Everything is wonderful so far. I know some people do not like prednisone and I can't say too much yet because I've barely used it, but from what I've heard from people in my own family it works wonders and I have to agree. I have not felt like this in months. I can actually walk around in my apartment, open the car door by myself, make my own meals, clean, read(working on Cormac McCarthy's 'The Road' at the moment), and so on. I know that you will read a lot of negative testimonials online, but I want mine to be taken into consideration as well.
I haven't gotten my biopsy results back yet so I don't know the full extent of what I have. I'm not going to allow myself to get my hopes up very high, but I am feeling positive and I know that this mentality will help me get better. I hope that reading this will benefit someone in need of information, or someone is simply afraid of the procedures or taking the medication. I wish the best for everyone else sharing in this experience and I hope to have results within the next few weeks to give others an idea of what to expect.

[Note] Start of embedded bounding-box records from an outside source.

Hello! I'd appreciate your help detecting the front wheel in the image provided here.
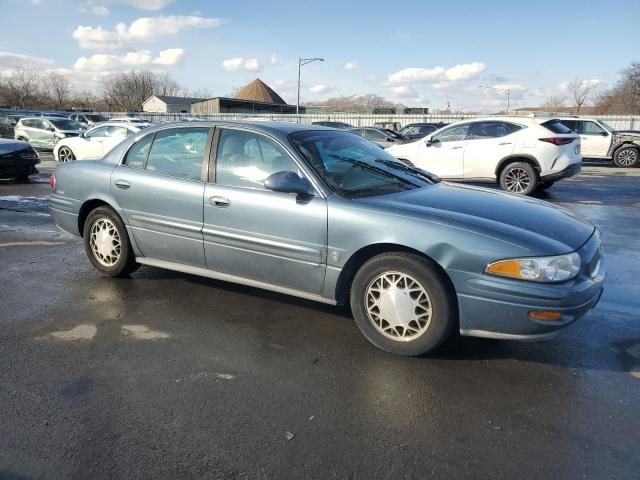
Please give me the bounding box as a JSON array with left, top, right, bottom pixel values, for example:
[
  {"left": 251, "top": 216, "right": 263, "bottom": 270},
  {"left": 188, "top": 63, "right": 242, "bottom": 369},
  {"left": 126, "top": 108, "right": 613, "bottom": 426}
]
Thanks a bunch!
[
  {"left": 351, "top": 253, "right": 457, "bottom": 355},
  {"left": 58, "top": 147, "right": 76, "bottom": 162},
  {"left": 499, "top": 162, "right": 538, "bottom": 195},
  {"left": 83, "top": 207, "right": 139, "bottom": 277},
  {"left": 613, "top": 147, "right": 640, "bottom": 168}
]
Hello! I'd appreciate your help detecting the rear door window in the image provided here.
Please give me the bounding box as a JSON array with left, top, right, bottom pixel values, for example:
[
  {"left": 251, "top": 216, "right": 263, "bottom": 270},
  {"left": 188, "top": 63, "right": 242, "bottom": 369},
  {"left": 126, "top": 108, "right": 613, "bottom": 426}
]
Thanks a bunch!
[
  {"left": 145, "top": 127, "right": 209, "bottom": 180},
  {"left": 542, "top": 119, "right": 577, "bottom": 133}
]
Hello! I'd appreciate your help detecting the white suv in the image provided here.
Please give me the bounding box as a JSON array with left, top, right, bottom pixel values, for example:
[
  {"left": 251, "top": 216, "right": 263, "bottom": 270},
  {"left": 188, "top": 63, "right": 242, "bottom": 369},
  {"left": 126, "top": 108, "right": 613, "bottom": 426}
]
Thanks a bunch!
[
  {"left": 558, "top": 117, "right": 640, "bottom": 168},
  {"left": 387, "top": 117, "right": 582, "bottom": 195}
]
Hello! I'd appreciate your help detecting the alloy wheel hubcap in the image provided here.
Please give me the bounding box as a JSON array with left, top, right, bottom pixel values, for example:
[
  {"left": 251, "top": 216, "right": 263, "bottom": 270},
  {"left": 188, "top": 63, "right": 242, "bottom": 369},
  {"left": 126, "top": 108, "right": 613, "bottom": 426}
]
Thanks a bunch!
[
  {"left": 618, "top": 150, "right": 636, "bottom": 165},
  {"left": 89, "top": 218, "right": 121, "bottom": 267},
  {"left": 365, "top": 272, "right": 432, "bottom": 342},
  {"left": 58, "top": 148, "right": 72, "bottom": 162},
  {"left": 504, "top": 168, "right": 531, "bottom": 193}
]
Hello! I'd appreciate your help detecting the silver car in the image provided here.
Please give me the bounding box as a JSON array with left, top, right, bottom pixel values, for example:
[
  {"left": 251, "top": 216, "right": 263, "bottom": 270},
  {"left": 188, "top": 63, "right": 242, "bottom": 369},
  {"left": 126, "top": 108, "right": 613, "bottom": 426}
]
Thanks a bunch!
[
  {"left": 13, "top": 117, "right": 85, "bottom": 150},
  {"left": 49, "top": 122, "right": 605, "bottom": 355}
]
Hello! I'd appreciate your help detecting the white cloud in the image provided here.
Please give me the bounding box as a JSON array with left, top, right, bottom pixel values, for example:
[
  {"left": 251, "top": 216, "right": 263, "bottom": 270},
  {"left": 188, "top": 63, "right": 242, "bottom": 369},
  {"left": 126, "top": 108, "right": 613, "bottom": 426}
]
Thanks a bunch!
[
  {"left": 309, "top": 84, "right": 333, "bottom": 93},
  {"left": 91, "top": 5, "right": 109, "bottom": 17},
  {"left": 0, "top": 51, "right": 53, "bottom": 70},
  {"left": 73, "top": 48, "right": 185, "bottom": 72},
  {"left": 119, "top": 0, "right": 175, "bottom": 10},
  {"left": 387, "top": 62, "right": 485, "bottom": 84},
  {"left": 222, "top": 57, "right": 262, "bottom": 72},
  {"left": 391, "top": 85, "right": 418, "bottom": 98},
  {"left": 72, "top": 15, "right": 222, "bottom": 50}
]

I'm putting a few pictures below for record's sake and for those that are wanting more pictures of what certain conditions look like. I know that I wanted more when I was researching on the internet but could not find any.
The shape of my face at the moment:
I will try and have the endoscopy and colonoscopy pictures up a bit later. I will also attempt to keep a good update as far as side effects and diet trial and error goes.